民団中央本部はこのほど文部科学省を訪れ、91年以降、「期限を附さない常勤講師」として採用してきた外国籍教員を羈束的に教諭とするよう求める高木義明文部科学相宛ての「要望書」を提出した。併せて、外国籍教員の管理職任用試験の受験を認めるよう求めている。
韓日両国外相が91年1月、在日韓国人の公立学校教員採用への途を開いた「覚書」を交わしてから今年で20年。この間、在日韓国人教員の身分の安定や待遇に配慮するとした「覚書」の精神に反して、外国籍教員を教諭として採用してきた愛知県、三重県、滋賀県、大阪府、京都府、兵庫県、大阪市、京都市などでは「期限を附さない常勤講師」としてのみ採用するといった後退現象が続出している。
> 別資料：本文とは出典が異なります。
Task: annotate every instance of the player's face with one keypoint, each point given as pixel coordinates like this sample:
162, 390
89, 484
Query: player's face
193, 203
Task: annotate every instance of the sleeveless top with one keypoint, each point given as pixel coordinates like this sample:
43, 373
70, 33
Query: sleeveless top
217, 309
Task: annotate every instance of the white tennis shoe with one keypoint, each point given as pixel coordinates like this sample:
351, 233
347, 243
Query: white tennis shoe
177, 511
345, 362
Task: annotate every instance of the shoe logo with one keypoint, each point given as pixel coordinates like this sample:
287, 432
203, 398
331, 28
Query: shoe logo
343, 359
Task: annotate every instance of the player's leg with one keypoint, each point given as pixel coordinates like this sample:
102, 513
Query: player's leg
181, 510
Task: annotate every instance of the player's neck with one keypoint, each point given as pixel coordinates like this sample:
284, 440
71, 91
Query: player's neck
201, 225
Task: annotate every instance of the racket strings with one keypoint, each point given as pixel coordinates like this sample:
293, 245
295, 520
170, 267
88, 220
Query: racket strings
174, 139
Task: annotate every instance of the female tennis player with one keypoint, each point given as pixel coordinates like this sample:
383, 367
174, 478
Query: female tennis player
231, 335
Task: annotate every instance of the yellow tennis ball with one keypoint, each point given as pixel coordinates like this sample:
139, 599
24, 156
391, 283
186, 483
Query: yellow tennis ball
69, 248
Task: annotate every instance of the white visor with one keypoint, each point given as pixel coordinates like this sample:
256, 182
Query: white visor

はなはだしくは主任・副主任として任命しながら、後になってこれを取り消させるということすら起きている。これは「覚書」の文面の中の「国籍による合理的な差異」のみを捉えたことによるもので、現場の教員からは「覚書」が締結されてから身分が後退したといった不満が出ていた。
文科省に要望書を提出した民族教育委員会の李秀夫委員長ら民団の代表団は、これらの問題について話し合いの場を設けるよう訴えた。